2.1 The advantages of Passivhaus

There are numerous sustainable building philosophies, most of which seem to have a strong “feelgood” basis and much more limited technical rigour to support them. We liked the passivhaus approach because of its scientific basis:

  • its’ starting point is the evidence on air temperatures, temperature stratification, air movement (drafts) and radiant surface temperatures which are known, based on empirical studies with human subjects, to produce conditions which are perceived as comfortable,
  • it then adds in the accepted volume of fresh air required for good indoor air quality (30 m2/person/hr),
  • it applies the physics of heat transfer and hygrothermal analysis (i.e. moisture transfer) to ensure the desired performance is achieved,
  • it seeks to achieve comfortable internal temperatures using no more heat load than can be carried into the building in fresh air required to keep the occupants comfortable (that is, exceptionally low heating and cooling requirements), and
  • extensive verification is required to ensure what is desired and designed is actually built.
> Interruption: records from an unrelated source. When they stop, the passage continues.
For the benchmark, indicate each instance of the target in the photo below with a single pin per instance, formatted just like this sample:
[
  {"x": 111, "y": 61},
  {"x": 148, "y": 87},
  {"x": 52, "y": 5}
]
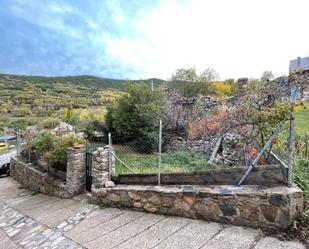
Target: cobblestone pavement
[{"x": 30, "y": 220}]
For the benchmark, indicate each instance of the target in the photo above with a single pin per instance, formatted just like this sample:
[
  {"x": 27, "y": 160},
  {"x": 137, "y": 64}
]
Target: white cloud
[{"x": 237, "y": 38}]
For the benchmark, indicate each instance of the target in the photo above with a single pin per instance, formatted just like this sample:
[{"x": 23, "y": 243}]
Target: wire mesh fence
[{"x": 136, "y": 154}]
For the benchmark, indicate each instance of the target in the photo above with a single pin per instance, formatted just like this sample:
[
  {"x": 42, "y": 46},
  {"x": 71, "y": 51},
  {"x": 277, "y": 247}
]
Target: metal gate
[{"x": 90, "y": 148}]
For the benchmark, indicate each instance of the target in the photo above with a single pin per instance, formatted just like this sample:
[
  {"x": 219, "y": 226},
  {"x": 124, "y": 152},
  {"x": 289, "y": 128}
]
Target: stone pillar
[
  {"x": 100, "y": 168},
  {"x": 76, "y": 169}
]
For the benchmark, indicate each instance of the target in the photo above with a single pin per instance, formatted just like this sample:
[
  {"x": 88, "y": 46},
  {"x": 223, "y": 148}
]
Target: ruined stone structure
[{"x": 182, "y": 110}]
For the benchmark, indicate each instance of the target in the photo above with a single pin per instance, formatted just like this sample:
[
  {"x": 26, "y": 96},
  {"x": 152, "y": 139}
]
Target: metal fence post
[
  {"x": 291, "y": 142},
  {"x": 109, "y": 156},
  {"x": 160, "y": 153},
  {"x": 17, "y": 144}
]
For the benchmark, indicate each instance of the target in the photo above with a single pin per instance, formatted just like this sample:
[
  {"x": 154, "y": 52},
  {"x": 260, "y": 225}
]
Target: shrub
[
  {"x": 53, "y": 148},
  {"x": 44, "y": 143},
  {"x": 57, "y": 157},
  {"x": 50, "y": 123},
  {"x": 136, "y": 113}
]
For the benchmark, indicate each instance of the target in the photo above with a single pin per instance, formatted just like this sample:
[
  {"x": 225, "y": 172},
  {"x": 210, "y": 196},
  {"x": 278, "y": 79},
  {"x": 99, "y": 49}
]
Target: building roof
[{"x": 302, "y": 63}]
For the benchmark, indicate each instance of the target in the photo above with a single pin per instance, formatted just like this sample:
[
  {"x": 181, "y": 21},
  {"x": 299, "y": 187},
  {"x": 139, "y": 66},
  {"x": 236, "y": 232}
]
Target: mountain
[{"x": 82, "y": 80}]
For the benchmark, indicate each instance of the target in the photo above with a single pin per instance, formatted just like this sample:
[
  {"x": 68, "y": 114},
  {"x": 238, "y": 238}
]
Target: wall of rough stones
[
  {"x": 76, "y": 170},
  {"x": 231, "y": 153},
  {"x": 248, "y": 205},
  {"x": 266, "y": 175},
  {"x": 100, "y": 168},
  {"x": 182, "y": 110},
  {"x": 30, "y": 176}
]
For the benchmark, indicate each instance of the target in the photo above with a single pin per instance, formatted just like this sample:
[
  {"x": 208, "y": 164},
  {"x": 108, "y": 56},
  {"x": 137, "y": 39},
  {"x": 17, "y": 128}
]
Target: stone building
[{"x": 303, "y": 64}]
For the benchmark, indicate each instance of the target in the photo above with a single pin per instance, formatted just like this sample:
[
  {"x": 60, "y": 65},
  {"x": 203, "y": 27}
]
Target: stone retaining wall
[
  {"x": 30, "y": 176},
  {"x": 248, "y": 205},
  {"x": 269, "y": 175}
]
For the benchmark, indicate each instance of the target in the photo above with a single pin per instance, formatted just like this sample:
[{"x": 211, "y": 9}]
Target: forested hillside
[{"x": 27, "y": 99}]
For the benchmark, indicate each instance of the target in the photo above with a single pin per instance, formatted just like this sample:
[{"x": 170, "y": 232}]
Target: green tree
[
  {"x": 190, "y": 83},
  {"x": 267, "y": 76},
  {"x": 136, "y": 113}
]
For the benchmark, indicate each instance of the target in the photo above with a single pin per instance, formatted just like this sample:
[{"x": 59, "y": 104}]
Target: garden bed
[{"x": 261, "y": 175}]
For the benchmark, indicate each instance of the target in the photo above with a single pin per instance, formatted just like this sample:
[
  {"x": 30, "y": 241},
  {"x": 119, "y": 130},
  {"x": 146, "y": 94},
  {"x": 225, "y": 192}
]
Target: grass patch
[
  {"x": 35, "y": 192},
  {"x": 180, "y": 161}
]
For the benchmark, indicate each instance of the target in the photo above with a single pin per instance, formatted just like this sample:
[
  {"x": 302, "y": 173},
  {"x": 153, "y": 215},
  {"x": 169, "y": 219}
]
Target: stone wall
[
  {"x": 267, "y": 175},
  {"x": 76, "y": 170},
  {"x": 248, "y": 205},
  {"x": 182, "y": 110},
  {"x": 230, "y": 151},
  {"x": 30, "y": 176}
]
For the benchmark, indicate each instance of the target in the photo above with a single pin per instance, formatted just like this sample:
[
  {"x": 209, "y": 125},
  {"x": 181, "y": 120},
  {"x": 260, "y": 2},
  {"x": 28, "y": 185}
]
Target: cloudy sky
[{"x": 136, "y": 39}]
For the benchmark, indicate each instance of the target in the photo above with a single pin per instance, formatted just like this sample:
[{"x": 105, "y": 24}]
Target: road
[{"x": 29, "y": 220}]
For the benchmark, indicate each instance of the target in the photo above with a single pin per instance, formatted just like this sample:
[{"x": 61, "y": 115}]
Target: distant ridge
[{"x": 83, "y": 80}]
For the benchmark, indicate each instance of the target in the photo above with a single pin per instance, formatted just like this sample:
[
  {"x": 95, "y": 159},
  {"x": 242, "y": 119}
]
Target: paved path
[{"x": 39, "y": 221}]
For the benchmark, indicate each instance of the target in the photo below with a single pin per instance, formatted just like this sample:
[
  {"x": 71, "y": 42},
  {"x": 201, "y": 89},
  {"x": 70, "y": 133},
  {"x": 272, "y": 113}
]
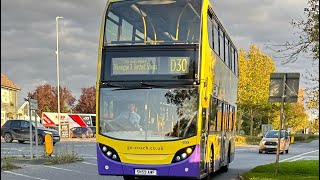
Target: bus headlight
[
  {"x": 183, "y": 154},
  {"x": 104, "y": 149},
  {"x": 110, "y": 152}
]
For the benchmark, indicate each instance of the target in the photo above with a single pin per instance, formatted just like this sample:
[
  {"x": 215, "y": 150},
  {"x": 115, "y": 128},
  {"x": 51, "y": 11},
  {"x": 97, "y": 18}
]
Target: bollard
[
  {"x": 48, "y": 143},
  {"x": 292, "y": 140}
]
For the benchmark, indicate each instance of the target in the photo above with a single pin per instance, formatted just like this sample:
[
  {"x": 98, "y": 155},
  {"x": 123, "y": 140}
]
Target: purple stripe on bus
[
  {"x": 186, "y": 168},
  {"x": 107, "y": 166}
]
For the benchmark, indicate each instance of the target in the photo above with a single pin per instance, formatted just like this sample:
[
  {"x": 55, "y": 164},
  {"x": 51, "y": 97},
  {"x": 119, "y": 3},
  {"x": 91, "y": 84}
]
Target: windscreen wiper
[
  {"x": 163, "y": 85},
  {"x": 130, "y": 88},
  {"x": 111, "y": 84}
]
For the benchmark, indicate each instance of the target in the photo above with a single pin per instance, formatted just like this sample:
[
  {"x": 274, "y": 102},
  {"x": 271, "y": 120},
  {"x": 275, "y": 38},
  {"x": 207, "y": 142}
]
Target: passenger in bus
[
  {"x": 134, "y": 117},
  {"x": 120, "y": 123}
]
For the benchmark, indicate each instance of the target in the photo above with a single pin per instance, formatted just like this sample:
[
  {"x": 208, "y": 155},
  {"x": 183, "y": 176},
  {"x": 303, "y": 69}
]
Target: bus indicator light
[
  {"x": 178, "y": 158},
  {"x": 184, "y": 155},
  {"x": 114, "y": 157},
  {"x": 189, "y": 151},
  {"x": 109, "y": 153},
  {"x": 104, "y": 149}
]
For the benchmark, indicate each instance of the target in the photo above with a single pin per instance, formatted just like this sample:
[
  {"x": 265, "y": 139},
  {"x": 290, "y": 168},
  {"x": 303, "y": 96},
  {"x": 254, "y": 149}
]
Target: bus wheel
[
  {"x": 128, "y": 177},
  {"x": 225, "y": 168},
  {"x": 210, "y": 168}
]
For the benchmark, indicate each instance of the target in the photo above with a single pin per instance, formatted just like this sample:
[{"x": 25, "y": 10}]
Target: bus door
[
  {"x": 204, "y": 140},
  {"x": 223, "y": 134}
]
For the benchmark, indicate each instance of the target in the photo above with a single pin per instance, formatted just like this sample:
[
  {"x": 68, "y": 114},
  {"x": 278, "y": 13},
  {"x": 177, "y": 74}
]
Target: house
[
  {"x": 23, "y": 112},
  {"x": 9, "y": 99}
]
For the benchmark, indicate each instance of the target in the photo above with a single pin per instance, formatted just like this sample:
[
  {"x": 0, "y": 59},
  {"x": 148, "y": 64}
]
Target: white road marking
[
  {"x": 64, "y": 169},
  {"x": 298, "y": 156},
  {"x": 86, "y": 155},
  {"x": 304, "y": 157},
  {"x": 90, "y": 157},
  {"x": 23, "y": 175},
  {"x": 89, "y": 163}
]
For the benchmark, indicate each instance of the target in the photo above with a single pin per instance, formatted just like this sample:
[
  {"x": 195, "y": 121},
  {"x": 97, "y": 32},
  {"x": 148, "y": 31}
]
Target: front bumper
[
  {"x": 56, "y": 139},
  {"x": 270, "y": 148},
  {"x": 187, "y": 168}
]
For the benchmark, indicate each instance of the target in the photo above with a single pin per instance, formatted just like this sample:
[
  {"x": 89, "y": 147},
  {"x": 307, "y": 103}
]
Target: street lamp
[{"x": 57, "y": 53}]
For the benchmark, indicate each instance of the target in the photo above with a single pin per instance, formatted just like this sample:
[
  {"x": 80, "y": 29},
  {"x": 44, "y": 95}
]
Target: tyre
[
  {"x": 83, "y": 136},
  {"x": 8, "y": 137},
  {"x": 40, "y": 139},
  {"x": 128, "y": 177},
  {"x": 210, "y": 166}
]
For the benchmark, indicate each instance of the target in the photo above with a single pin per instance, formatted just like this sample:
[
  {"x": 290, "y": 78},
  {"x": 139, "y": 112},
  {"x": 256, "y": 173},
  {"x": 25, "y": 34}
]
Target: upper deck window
[{"x": 153, "y": 22}]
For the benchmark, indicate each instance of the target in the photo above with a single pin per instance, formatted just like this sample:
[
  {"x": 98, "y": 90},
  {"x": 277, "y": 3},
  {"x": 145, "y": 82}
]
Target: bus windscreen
[{"x": 150, "y": 65}]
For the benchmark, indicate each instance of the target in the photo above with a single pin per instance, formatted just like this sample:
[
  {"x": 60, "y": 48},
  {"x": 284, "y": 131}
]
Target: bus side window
[
  {"x": 210, "y": 31},
  {"x": 236, "y": 62},
  {"x": 219, "y": 116},
  {"x": 213, "y": 115},
  {"x": 221, "y": 42},
  {"x": 226, "y": 117},
  {"x": 227, "y": 51},
  {"x": 216, "y": 37}
]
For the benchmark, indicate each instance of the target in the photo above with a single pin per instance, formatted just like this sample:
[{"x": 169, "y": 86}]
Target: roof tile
[{"x": 6, "y": 82}]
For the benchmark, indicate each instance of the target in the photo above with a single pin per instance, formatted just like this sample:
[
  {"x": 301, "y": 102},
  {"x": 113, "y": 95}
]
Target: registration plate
[{"x": 146, "y": 172}]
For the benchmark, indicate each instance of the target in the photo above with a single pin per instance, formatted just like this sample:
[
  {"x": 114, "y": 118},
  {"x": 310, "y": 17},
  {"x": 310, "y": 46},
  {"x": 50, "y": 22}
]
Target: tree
[
  {"x": 314, "y": 127},
  {"x": 308, "y": 33},
  {"x": 255, "y": 68},
  {"x": 47, "y": 97},
  {"x": 308, "y": 42},
  {"x": 87, "y": 101}
]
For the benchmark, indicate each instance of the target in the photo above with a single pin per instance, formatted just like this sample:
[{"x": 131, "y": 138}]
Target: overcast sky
[{"x": 28, "y": 37}]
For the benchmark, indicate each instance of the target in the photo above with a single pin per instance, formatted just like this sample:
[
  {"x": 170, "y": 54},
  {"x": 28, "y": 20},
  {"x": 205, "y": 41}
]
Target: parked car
[
  {"x": 93, "y": 128},
  {"x": 20, "y": 130},
  {"x": 83, "y": 132},
  {"x": 269, "y": 142}
]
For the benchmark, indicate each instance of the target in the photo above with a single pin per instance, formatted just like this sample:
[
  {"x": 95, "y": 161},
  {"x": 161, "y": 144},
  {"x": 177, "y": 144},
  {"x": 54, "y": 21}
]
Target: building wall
[{"x": 9, "y": 104}]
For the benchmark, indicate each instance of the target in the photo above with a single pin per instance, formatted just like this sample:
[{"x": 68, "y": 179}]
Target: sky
[{"x": 28, "y": 37}]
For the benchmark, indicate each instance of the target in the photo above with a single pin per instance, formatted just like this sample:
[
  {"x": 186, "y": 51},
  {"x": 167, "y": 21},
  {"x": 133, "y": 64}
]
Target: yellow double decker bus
[{"x": 166, "y": 90}]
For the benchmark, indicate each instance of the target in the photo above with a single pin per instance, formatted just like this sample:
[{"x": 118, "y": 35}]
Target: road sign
[
  {"x": 287, "y": 81},
  {"x": 265, "y": 128},
  {"x": 33, "y": 104}
]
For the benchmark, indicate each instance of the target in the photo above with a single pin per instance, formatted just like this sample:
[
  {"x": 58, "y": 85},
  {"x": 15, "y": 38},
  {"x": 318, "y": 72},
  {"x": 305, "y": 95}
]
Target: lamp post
[{"x": 57, "y": 53}]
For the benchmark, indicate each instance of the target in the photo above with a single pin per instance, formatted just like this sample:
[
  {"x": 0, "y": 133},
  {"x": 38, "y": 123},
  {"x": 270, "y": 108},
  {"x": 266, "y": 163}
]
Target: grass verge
[
  {"x": 304, "y": 138},
  {"x": 306, "y": 169},
  {"x": 7, "y": 164},
  {"x": 247, "y": 140},
  {"x": 63, "y": 155}
]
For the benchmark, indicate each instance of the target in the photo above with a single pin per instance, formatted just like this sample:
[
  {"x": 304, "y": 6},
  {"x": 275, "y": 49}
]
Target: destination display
[{"x": 150, "y": 65}]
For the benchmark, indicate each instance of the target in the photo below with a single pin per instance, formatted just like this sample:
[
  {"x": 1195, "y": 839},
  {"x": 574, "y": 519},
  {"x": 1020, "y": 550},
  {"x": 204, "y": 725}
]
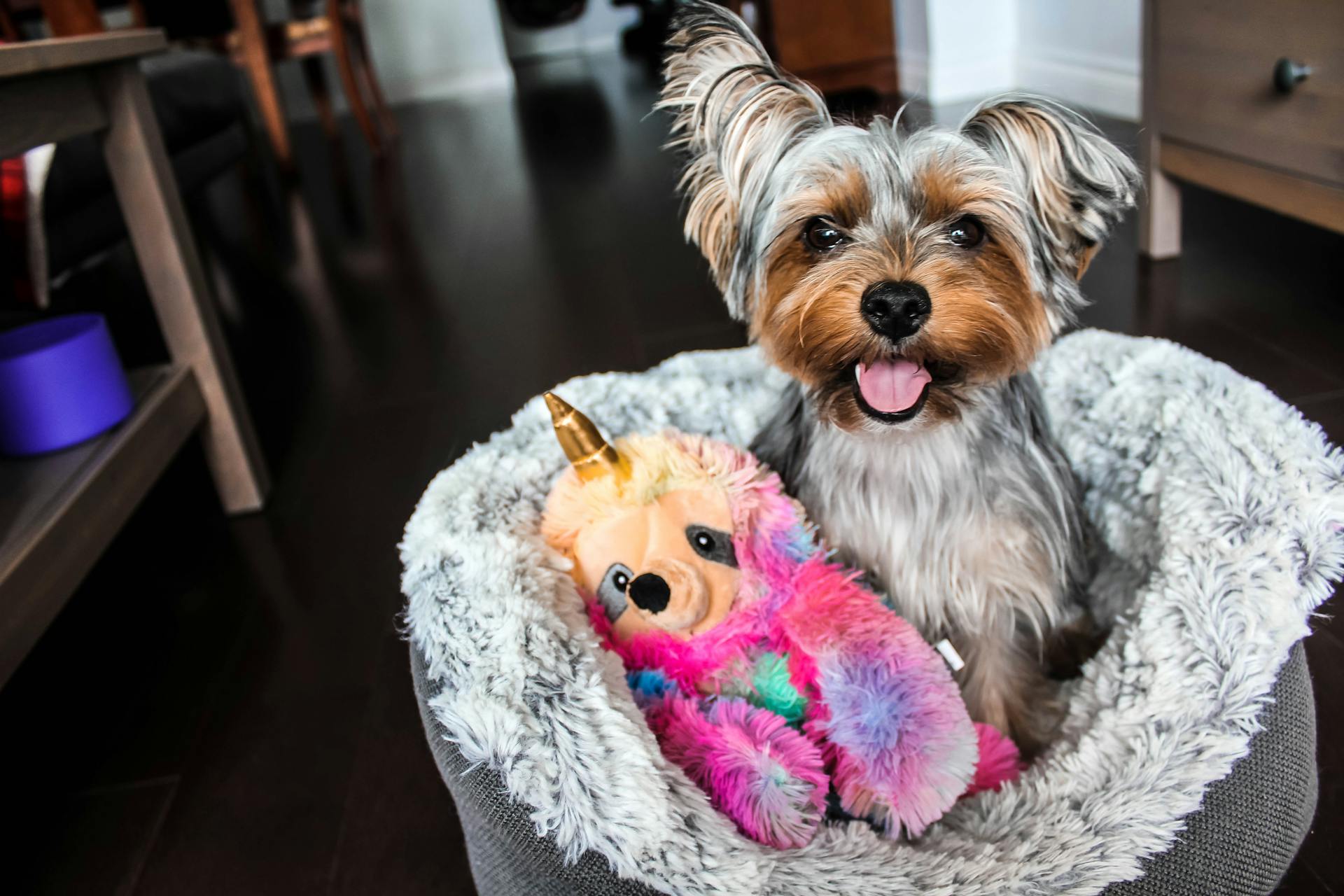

While passivhaus is fairly common in Germany, and related standards such as Minergie-P are common in Switzerland, it’s fairly new to Australia. Indeed, when we started there were fewer than six certified passive houses in Australia and only one certified to the retrofit standard.

Our home is NOT passivhaus certified. We feel just short of the airtightness criteria to meet the certification.

2.2 How is passivhaus different?

Australian building practice increasingly recognises the importance of bulk insulation as a means of maintaining internal building temperatures, and there is some understanding of the importance of glazing. There is also some recognition of the role thermal mass (e.g. concrete slabs and reverse brick veneer) can play in storing and releasing heat within a home. However, there is almost no recognition of:

  • the importance of airtightness,
  • thermal bridging, or
  • verification of modelled performance.

The passivhaus approach is different insofar as it requires extreme levels of airtightness, a continuous insulation layer and verification that what has been designed has indeed been built. More information on the approach is available here and from the Australian Passive House Association.

We would emphasise the importance of verification - there is strong evidence to suggest that the vast majority of new homes built in Australia that are supposedly 6-star energy rated are performing closer to 3-stars. This is a massive performance gap; a 6-star home in the Moorabbin climate zone would require 35 kWh/m2}/year of heating and cooling but a 3-star home requires more than twice this level of energy (84 kWh/m2/year). This has huge repurcussions for the ongoing operating costs and comfort for occupants. The Passivhaus approach imposes a much higher level of rigour to provide some reassurance to the owner that they’re getting what they’re paying for. Given the cost of building a house we felt this additional insurance was well worth the effort.